Does this imply that the show attribute still causes issues, even with picking disabled for point clouds?

It seems so, I made the following change in packages/engine/Source/Scene/Model/ModelRuntimePrimitive.js‎:

if (model.allowPicking) {
  console.warn('Disabled PickingPipelineStage')
  // pipelineStages.push(PickingPipelineStage);
}

With the disabled PickingPipelineStage the performance still drops - so it's really not related to picking.

I did another test and tried to fake the show behavior with a conditional color style, i.e. color: '${COLOR}.r > 0.7 && ${COLOR}.r < 0.8 ? rgb(200,200,200) : rgba(0,0,0,0)' (see Sandcastle example). Now, the performance doesn't drop, so I think it can be narrowed down to the show-behavior. Unfortunately, I can't use this workaround since the pointCloudShading doesn't work with transparent colors.
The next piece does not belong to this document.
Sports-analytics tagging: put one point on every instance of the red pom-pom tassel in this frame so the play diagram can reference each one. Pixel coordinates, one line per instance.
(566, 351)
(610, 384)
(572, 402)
ulrichson commented 1 year ago

Another observation: I checked if pointCloudShading together with show causes the performance drop - but that's not the case.

aurivus-ph commented 1 year ago

I have a similar observation with a large performance hit on integrated Intel graphics (in particular Intel® UHD Graphics for 10th Gen Intel® Processors as in the i7-10510U). The issue does not show on the dedicated GPUs I have access to.

I have found a one-line fix, that improves the performance a lot in my case:

In packages/engine/Source/Shaders/Model/CPUStylingStageVS.glsl in cpuStylingStage(), comment out the following line:

void cpuStylingStage(inout vec3 positionMC, inout SelectedFeature feature)
{
    float show = ceil(feature.color.a);
    //positionMC *= show; // this line causes the performance hit

    #if defined(HAS_SELECTED_FEATURE_ID_ATTRIBUTE) && !defined(HAS_CLASSIFICATION)
    filterByPassType(positionMC, feature.color);
    #endif
}

Note that you may need to re-build Cesium to re-generate the CPUStylingStageVS.js file. Otherwise the changes won't take effect.

To anyone who is able to reproduce this performance issue, please check if this improves the performance for you.

My theory is as follows:

A proper fix for that would be to actually move the hidden points off-screen, i.e. setting gl_Position accordingly.

katSchmid commented 1 year ago

We have that on all Os and hard ware variants. I have a gui setting shader dynamically. Even applying a new style without anything but point size keeps low frame rates. ReadPixels is big in my profile for me also when setting pixel colors.

Applying a new default style is a large performance hit on fps

katSchmid commented 1 year ago

Any updates, we are no changing our data as a workaround but love to get this back

jjrise commented 3 weeks ago

@katSchmid did you ever find any resolution to this?